A Poem for my Mother at Easter

Eggs. Fertility. Baby chicks and rabbits--the pagan roots of Easter run through the feminine.


Lemberg Castle with its red roofs and mountain surround.
While I was born in 1950, the egg that created me was born in my maternal grandmother in the late 1800's, not far from Lemberg Castle in Galicia. 

She left everything she knew and loved to immigrate to America when she was only fifteen. Because she died before I was born, what I know of her spirit has come to me through my mother, through the pulsating chains of light we share in our DNA.

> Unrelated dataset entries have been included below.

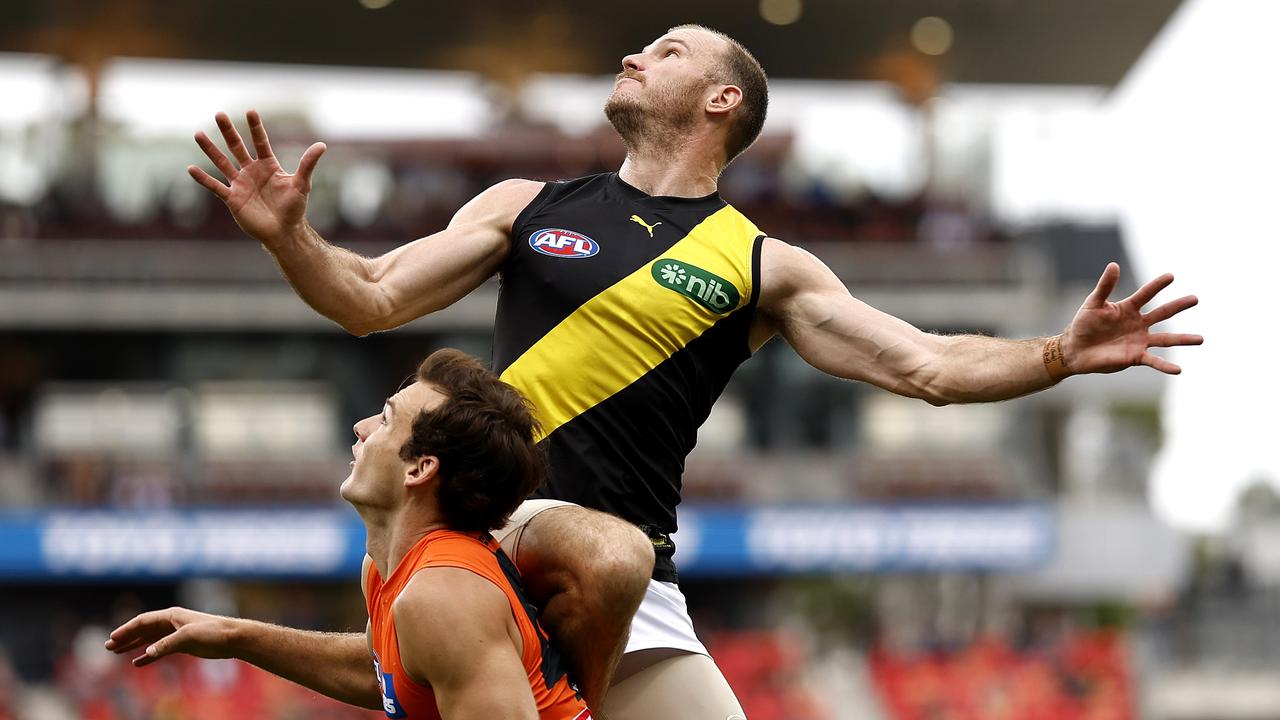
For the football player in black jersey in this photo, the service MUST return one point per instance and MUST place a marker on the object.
(685, 106)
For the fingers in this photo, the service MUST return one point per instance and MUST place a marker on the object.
(1160, 364)
(210, 182)
(1106, 283)
(233, 140)
(1148, 291)
(1174, 340)
(214, 154)
(160, 648)
(259, 132)
(1170, 309)
(307, 164)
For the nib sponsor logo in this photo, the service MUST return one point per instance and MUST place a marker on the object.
(703, 287)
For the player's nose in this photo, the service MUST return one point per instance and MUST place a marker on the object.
(361, 427)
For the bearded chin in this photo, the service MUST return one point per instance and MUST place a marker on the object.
(648, 128)
(630, 119)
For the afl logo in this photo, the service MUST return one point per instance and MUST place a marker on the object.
(563, 244)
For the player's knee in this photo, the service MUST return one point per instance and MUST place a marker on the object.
(622, 566)
(592, 555)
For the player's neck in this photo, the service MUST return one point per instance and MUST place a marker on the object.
(388, 540)
(676, 174)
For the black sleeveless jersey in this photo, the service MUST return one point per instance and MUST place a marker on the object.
(621, 317)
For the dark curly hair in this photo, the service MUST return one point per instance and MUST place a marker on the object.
(485, 437)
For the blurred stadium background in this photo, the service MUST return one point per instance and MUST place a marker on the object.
(174, 422)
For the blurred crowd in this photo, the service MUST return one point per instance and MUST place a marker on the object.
(1080, 677)
(388, 191)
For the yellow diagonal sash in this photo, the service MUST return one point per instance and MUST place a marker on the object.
(626, 331)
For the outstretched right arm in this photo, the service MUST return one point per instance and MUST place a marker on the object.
(333, 664)
(360, 294)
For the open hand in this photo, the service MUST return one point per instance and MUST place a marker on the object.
(176, 629)
(268, 203)
(1106, 337)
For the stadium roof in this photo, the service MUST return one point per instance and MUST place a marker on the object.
(995, 41)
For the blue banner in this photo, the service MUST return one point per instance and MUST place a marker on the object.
(712, 541)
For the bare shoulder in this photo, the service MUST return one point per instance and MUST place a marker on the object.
(364, 575)
(442, 615)
(786, 269)
(499, 203)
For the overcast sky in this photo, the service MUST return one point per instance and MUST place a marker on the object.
(1197, 121)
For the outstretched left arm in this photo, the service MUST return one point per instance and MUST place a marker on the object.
(804, 301)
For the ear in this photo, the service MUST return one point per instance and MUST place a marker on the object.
(421, 472)
(727, 96)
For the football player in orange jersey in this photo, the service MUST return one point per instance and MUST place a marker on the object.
(451, 633)
(625, 331)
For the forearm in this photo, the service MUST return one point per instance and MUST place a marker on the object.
(336, 282)
(333, 664)
(984, 369)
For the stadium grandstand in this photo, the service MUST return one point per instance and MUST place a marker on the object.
(174, 422)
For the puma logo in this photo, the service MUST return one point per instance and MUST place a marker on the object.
(647, 226)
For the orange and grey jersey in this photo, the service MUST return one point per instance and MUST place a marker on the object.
(621, 317)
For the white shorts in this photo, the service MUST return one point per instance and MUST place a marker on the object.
(662, 620)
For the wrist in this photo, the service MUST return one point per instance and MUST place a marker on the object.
(292, 238)
(1055, 359)
(237, 637)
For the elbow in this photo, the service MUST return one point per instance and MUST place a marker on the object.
(375, 313)
(357, 328)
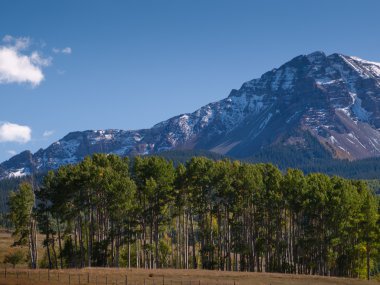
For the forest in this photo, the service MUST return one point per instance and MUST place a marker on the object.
(227, 215)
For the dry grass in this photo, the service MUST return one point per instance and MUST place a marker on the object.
(102, 276)
(6, 242)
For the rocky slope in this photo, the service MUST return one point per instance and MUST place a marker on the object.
(334, 98)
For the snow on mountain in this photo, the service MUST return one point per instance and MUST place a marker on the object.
(335, 98)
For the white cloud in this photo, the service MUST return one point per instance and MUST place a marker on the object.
(16, 67)
(66, 50)
(47, 134)
(14, 133)
(12, 152)
(17, 43)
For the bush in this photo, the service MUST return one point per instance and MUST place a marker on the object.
(14, 257)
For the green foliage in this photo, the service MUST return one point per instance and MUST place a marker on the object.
(14, 257)
(108, 211)
(21, 205)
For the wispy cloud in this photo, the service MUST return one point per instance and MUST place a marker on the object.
(16, 66)
(10, 132)
(12, 152)
(47, 134)
(66, 50)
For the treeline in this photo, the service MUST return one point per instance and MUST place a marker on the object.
(146, 213)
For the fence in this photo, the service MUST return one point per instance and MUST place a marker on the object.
(97, 277)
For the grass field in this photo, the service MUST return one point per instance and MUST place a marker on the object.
(108, 276)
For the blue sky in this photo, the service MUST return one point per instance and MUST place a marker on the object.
(77, 65)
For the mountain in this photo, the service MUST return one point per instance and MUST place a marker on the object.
(316, 105)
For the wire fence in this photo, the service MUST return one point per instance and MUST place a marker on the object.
(80, 277)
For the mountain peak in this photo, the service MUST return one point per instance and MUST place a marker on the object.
(316, 56)
(334, 98)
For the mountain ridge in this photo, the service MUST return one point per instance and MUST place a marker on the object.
(333, 98)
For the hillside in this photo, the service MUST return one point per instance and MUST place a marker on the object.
(309, 112)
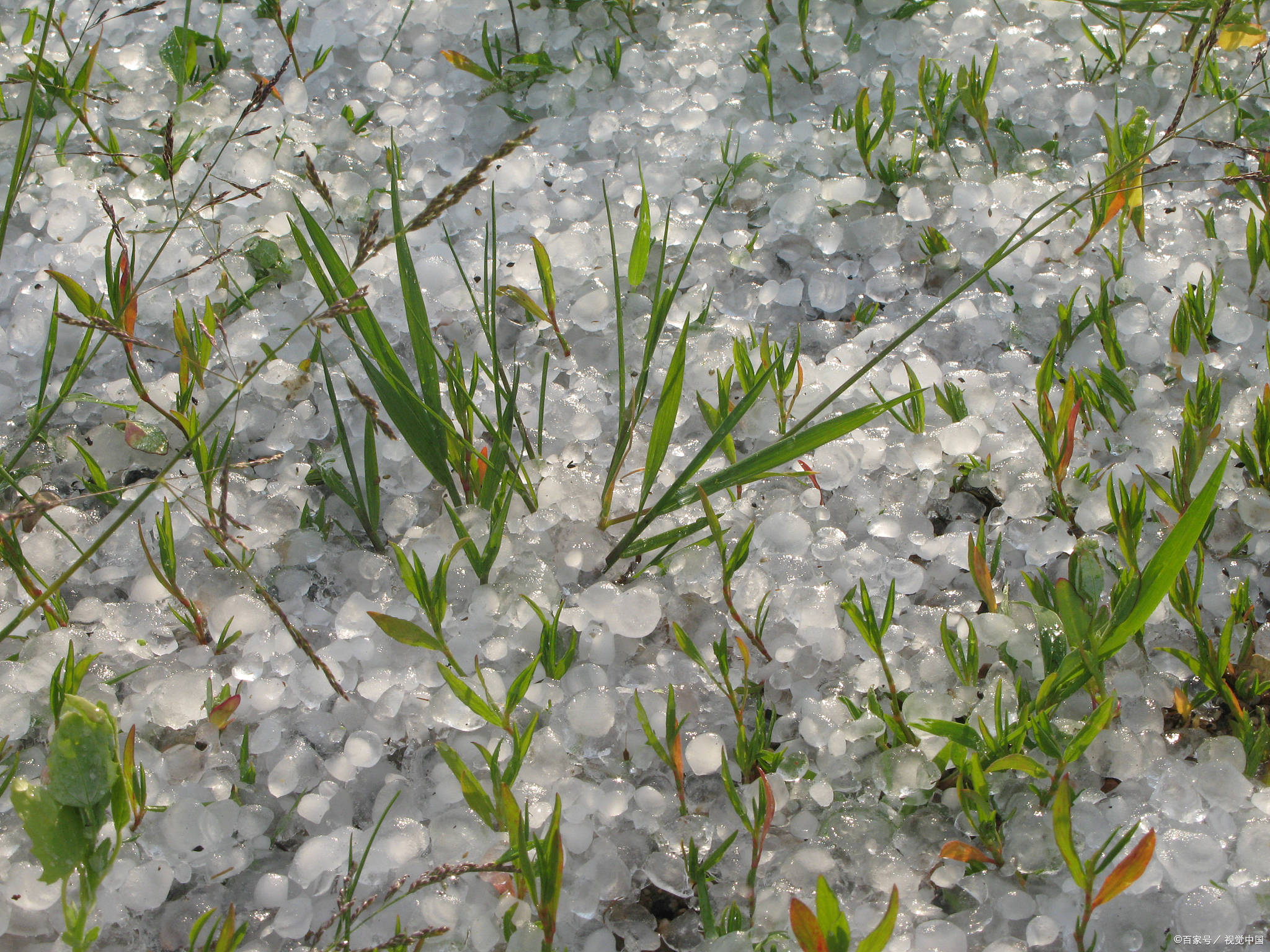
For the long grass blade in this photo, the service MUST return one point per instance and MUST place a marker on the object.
(664, 421)
(24, 151)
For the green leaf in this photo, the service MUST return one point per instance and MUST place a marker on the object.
(1062, 809)
(667, 410)
(1160, 573)
(144, 437)
(1128, 871)
(877, 940)
(545, 280)
(266, 259)
(59, 839)
(687, 645)
(175, 50)
(1018, 762)
(833, 922)
(474, 794)
(807, 930)
(406, 632)
(522, 298)
(643, 239)
(521, 684)
(1100, 719)
(83, 756)
(475, 702)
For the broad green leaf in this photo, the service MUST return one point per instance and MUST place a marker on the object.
(1062, 809)
(1100, 719)
(59, 838)
(473, 792)
(877, 940)
(667, 410)
(83, 756)
(1018, 762)
(522, 298)
(406, 632)
(1127, 871)
(415, 311)
(1160, 573)
(806, 928)
(461, 63)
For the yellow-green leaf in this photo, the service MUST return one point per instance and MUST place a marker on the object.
(406, 632)
(877, 940)
(1127, 871)
(806, 928)
(964, 852)
(1240, 35)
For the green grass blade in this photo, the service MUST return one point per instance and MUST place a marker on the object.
(664, 421)
(618, 309)
(638, 266)
(24, 151)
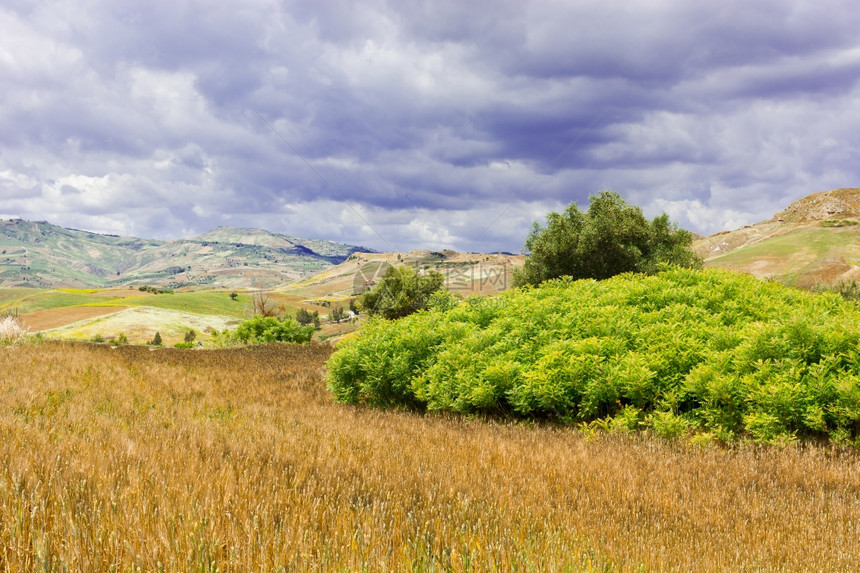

This poem in praise of that power.   

 
 Redeemer          

My mother on her knees one Sunday in Lent
bent to check the soil to divine
which bulbs survived the winter’s freeze
to bring the green come Easter.
She wore no gloves in spite of icy air,
and the memory of red polish on her nails
suggests something I couldn’t see then,
some sympathetic magic that could do more
than mend the frayed edges of my coat
or untangle snarls in my hair,
some sacrament that could make new tulips
rise up red against the faded fence
when fasting days finally ended
in the communion of colored eggs
and chocolate. On that day,
all of the ashes would be kissed from my brow,
because Mother on her knees one morning in Lent
bent to resurrect bouquets, indifferent to mud
that drenched  the hem of her Sunday dress.